Het out-of-stock positioneringssysteem omvat een fotografische filmpons en een dubbel rond gat uit. De positioneringsmethode is als volgt: lijn eerst de voor- en achterplaten van de medicijnfilm uit onder de microscoop; Gebruik een filmpons om twee positioneringsgaten buiten het effectieve beeld van de basisplaat te ponsen. Neem een van de basisplaten met de positioneringsgaten en programmeer het boorproces om de datatape te verkrijgen met de componentgaten en positioneringsgaten die tegelijkertijd zijn geboord. Na het boren van de componentgaten en positioneringsgaten in één keer, de metalliseringsgaten van de printplaat en de pre-koperbeplating, kunnen de dubbele ronde gaten worden gebruikt voor positioneringsbelichting.

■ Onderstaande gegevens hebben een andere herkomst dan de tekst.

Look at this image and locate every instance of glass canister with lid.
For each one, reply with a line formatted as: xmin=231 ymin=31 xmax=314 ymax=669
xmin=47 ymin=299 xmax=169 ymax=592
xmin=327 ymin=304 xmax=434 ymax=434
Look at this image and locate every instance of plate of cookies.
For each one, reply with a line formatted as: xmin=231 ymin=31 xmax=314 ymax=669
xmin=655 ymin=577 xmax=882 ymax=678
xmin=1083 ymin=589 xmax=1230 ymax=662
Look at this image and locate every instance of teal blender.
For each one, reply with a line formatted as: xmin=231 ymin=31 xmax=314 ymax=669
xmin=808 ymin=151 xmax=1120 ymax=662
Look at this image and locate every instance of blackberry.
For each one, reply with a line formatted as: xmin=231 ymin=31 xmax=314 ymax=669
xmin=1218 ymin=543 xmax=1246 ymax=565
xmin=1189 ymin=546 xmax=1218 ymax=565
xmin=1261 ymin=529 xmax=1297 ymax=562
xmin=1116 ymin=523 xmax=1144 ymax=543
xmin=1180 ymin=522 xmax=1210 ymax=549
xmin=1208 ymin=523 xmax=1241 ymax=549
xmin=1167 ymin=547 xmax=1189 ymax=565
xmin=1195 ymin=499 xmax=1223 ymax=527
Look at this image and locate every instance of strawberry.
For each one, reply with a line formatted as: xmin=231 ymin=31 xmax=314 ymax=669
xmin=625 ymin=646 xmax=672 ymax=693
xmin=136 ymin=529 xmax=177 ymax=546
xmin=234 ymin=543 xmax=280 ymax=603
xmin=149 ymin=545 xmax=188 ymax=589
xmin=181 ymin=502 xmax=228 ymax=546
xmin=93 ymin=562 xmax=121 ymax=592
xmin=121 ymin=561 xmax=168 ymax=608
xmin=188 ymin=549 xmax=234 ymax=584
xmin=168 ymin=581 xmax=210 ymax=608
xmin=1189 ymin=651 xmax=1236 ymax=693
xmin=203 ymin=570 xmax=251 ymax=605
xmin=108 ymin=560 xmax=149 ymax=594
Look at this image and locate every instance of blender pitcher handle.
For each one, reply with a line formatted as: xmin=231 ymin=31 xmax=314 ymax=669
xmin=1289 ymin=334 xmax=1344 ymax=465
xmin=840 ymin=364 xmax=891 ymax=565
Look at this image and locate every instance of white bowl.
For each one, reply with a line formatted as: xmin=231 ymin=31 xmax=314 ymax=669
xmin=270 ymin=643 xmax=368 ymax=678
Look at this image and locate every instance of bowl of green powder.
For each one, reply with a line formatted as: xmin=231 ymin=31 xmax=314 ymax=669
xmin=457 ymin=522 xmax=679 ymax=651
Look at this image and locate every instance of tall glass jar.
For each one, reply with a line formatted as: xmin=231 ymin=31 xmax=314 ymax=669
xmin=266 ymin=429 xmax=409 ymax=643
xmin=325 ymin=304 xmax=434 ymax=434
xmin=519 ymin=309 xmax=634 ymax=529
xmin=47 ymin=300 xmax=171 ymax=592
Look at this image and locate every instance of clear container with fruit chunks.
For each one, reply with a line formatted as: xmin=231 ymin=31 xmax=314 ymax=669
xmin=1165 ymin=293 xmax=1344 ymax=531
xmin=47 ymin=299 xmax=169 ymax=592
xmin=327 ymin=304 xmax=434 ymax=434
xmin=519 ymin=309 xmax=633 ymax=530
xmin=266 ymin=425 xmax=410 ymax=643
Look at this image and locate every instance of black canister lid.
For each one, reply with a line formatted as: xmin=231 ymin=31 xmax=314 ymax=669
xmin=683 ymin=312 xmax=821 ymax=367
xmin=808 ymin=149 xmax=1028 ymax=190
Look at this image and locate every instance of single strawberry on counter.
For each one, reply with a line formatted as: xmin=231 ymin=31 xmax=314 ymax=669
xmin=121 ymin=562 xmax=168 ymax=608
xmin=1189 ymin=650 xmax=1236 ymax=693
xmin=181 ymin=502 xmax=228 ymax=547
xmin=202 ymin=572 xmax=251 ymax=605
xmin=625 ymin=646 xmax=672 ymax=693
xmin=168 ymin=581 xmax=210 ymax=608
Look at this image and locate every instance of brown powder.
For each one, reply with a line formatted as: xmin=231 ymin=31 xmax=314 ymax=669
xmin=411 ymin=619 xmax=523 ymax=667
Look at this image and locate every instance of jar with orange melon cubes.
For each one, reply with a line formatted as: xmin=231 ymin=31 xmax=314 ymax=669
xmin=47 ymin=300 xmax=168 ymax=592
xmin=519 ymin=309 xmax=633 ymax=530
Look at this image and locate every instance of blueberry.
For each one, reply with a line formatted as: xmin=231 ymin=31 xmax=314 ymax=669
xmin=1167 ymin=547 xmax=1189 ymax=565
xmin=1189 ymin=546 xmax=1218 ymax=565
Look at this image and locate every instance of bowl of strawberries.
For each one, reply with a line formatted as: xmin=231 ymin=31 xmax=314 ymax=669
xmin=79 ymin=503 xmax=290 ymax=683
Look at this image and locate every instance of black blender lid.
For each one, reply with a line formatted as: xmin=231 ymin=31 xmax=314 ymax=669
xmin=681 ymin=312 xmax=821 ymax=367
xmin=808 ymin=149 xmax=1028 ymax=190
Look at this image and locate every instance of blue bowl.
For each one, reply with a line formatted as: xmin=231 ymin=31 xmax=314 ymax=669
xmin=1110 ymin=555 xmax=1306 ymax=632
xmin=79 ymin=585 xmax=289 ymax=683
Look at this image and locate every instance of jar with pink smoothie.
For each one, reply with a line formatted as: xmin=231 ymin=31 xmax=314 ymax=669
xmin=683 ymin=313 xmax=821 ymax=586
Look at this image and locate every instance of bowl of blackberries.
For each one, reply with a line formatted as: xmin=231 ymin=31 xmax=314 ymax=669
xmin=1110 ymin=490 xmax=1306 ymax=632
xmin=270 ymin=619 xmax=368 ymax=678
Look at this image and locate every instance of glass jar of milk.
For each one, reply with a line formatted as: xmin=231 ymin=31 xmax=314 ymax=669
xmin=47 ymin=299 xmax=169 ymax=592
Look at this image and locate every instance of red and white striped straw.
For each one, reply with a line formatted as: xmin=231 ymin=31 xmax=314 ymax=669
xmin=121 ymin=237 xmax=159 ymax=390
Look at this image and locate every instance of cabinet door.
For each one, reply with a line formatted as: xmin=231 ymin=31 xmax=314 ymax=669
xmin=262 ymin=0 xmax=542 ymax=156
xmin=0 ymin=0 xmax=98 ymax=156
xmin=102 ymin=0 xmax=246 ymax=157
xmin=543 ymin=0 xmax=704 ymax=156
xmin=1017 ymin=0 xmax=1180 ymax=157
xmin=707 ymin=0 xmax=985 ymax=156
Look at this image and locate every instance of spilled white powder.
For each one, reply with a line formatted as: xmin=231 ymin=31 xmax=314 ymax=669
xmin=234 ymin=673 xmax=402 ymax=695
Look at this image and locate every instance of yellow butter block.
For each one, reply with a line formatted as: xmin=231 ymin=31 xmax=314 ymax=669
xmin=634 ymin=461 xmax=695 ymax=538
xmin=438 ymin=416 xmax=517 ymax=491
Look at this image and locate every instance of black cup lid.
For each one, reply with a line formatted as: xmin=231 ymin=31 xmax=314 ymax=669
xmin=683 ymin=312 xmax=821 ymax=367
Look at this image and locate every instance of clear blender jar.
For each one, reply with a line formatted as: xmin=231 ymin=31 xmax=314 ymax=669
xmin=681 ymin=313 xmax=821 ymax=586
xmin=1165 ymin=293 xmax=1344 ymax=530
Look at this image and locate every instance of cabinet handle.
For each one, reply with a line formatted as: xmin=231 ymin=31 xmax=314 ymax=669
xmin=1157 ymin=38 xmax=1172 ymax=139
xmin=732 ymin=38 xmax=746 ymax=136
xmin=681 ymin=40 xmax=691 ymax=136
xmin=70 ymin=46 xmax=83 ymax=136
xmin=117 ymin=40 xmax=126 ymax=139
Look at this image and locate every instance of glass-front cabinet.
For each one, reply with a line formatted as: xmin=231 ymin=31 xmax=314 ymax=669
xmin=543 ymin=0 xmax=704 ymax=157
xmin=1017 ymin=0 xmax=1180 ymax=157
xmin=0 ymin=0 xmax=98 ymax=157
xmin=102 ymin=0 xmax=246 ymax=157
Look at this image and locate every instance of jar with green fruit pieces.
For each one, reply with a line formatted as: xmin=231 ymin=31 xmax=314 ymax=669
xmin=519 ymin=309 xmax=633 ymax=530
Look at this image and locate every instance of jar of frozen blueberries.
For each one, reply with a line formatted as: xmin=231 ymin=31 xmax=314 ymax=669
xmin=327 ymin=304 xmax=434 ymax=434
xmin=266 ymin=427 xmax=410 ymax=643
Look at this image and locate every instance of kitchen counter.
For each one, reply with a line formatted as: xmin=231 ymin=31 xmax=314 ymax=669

De vaste pin is verdeeld in twee sets systemen, één set vaste fotografische plaat, de andere set vaste printplaat, door de positie van de twee pinnen aan te passen, om de samenloop en uitlijning van de fotografische plaat en printplaat te bereiken. Na belichting gaat de polymerisatiereactie nog een periode door, om de stabiliteit van het proces te garanderen, verwijder de polyesterfilm niet onmiddellijk na belichting, zodat de polymerisatiereactie kan doorgaan. Verwijder de polyesterfilm voor de ontwikkeling.